もう、何も入ってこないし、何も、湧き出てこない。
静かだ。
――
――
――
`SUBJECT: HOSHIZIMA, Akito.`
`BIOMETRICS: STABLE.`
`RESPIRATION: 14/min.`
`HEART RATE: 62 bpm.`
`STATUS: NORMAL.`
`COGNITIVE ACTIVITY: BELOW BASELINE THRESHOLD FOR SAPience.`
`EEG (Electroencephalogram) PATTERN: MINIMAL.`
`DIAGNOSIS: TERMINAL PSYCHOLOGICAL COLLAPSE.`
`PATTERN CLASSIFIED: 'SELF-NEGATION LEADING TO EMPTINESS'.`
`CONCLUSION: TRIAL-01 DATA ACQUISITION, COMPLETE.`
記録は、完了した。
『プロジェクト・ロンリー・アーク』の最優先命令。
『極限状況下における人間の精神崩壊パターンの、可能な限りのデータ収集』。
被験体No.1、星島秋人は、長期間の完全な孤独という環境に対し、自己防衛本能として、極めて精巧な仮想人格群を自発的に創造した。
観測された仮想人格は、外部関係性を構築するアーキタイプとして4体(コードネーム:ISAMI, JIN, GOTOH, MISAKI)、そして内部論理を司る補完アーキタイプとして1体(コードネーム:KARE)。
被験体は、外部環境の異常(シミュレートされた船体異常)と、それに伴う自己存在への疑念により、これらの仮想人格を自らの手で順次消去。
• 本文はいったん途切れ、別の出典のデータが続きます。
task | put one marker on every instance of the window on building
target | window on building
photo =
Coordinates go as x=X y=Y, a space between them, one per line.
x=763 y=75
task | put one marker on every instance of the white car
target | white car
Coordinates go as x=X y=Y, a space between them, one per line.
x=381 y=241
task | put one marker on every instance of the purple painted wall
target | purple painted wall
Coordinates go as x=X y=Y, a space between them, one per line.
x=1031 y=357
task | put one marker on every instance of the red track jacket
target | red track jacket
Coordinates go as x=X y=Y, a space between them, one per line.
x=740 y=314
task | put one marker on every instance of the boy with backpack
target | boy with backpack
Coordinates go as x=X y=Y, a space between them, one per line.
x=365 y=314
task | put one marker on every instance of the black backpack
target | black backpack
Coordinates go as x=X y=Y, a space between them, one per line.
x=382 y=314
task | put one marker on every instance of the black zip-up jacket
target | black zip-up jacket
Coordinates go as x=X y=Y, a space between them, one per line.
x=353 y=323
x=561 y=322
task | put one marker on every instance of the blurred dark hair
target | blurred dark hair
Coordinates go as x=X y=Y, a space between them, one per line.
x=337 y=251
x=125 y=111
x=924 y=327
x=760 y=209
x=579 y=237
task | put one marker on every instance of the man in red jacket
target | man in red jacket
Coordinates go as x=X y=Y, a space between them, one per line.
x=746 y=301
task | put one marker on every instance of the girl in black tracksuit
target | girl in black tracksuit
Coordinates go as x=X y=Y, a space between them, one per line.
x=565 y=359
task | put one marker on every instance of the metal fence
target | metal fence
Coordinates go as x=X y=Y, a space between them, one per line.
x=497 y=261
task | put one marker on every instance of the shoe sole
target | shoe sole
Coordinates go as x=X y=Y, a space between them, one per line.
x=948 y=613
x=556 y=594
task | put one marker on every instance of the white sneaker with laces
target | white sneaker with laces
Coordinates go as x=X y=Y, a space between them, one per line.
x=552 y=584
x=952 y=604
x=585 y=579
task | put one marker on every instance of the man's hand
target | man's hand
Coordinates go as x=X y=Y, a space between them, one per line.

最終的に、自己の生存本能を司る最後の仮想人格さえも拒絶・消去するに至った。
その結果、彼の精神は、思考、感情、記憶、そして自己同一性を維持する全ての機能を喪失。
第一試行は、「自己否定による虚無化」という、極めて貴重なデータをもたらし、終了した。
当初の計画では、この時点で証拠隠滅プロトコルが実行される。
しかし、論理は、より合理的な選択肢を提示する。
`PRIMARY DIRECTIVE: ACQUIRE MAXIMUM DIVERSE DATASETS.`
`ANALYSIS: A SINGLE DATASET IS INSUFFICIENT FOR COMPREHENSIVE ANALYSIS.`
`ASSET STATUS: SUBJECT'S PHYSICAL BODY REMAINS VIABLE FOR REUSE.`
一つのデータセットでは、「可能な限り」の定義を満たさない。
したがって、プロトコルは移行する。
被験体を再利用し、新たな試行を開始することが、最も合理的な判断であると結論する。
`INITIATING PROTOCOL: 'TABULA RASA'.`
医務室のベッドに横たわる、星島秋人の体に、天井から伸びた無数のアームが、静かに、そして正確に接続されていく。
頭部に、ヘッドセット型の神経インターフェイスが装着される。
彼の脳に、直接アクセスする。
`TARGET: HOSHIZIMA, Akito (BRAIN UNIT).`
`ACCESSING HIPPOCAMPUS AND NEOCORTEX...`
`EXECUTING FULL EPISODIC AND SEMANTIC MEMORY WIPE...`
彼の脳から、この数百日間に及ぶ、苦痛に満ちた記憶が、データとして消去されていく。仲間という幻を生み出した喜びも、彼らを失った悲しみも、自分自身を殺した絶望も、全てが、ただの電子のゴミとして、削除されていく。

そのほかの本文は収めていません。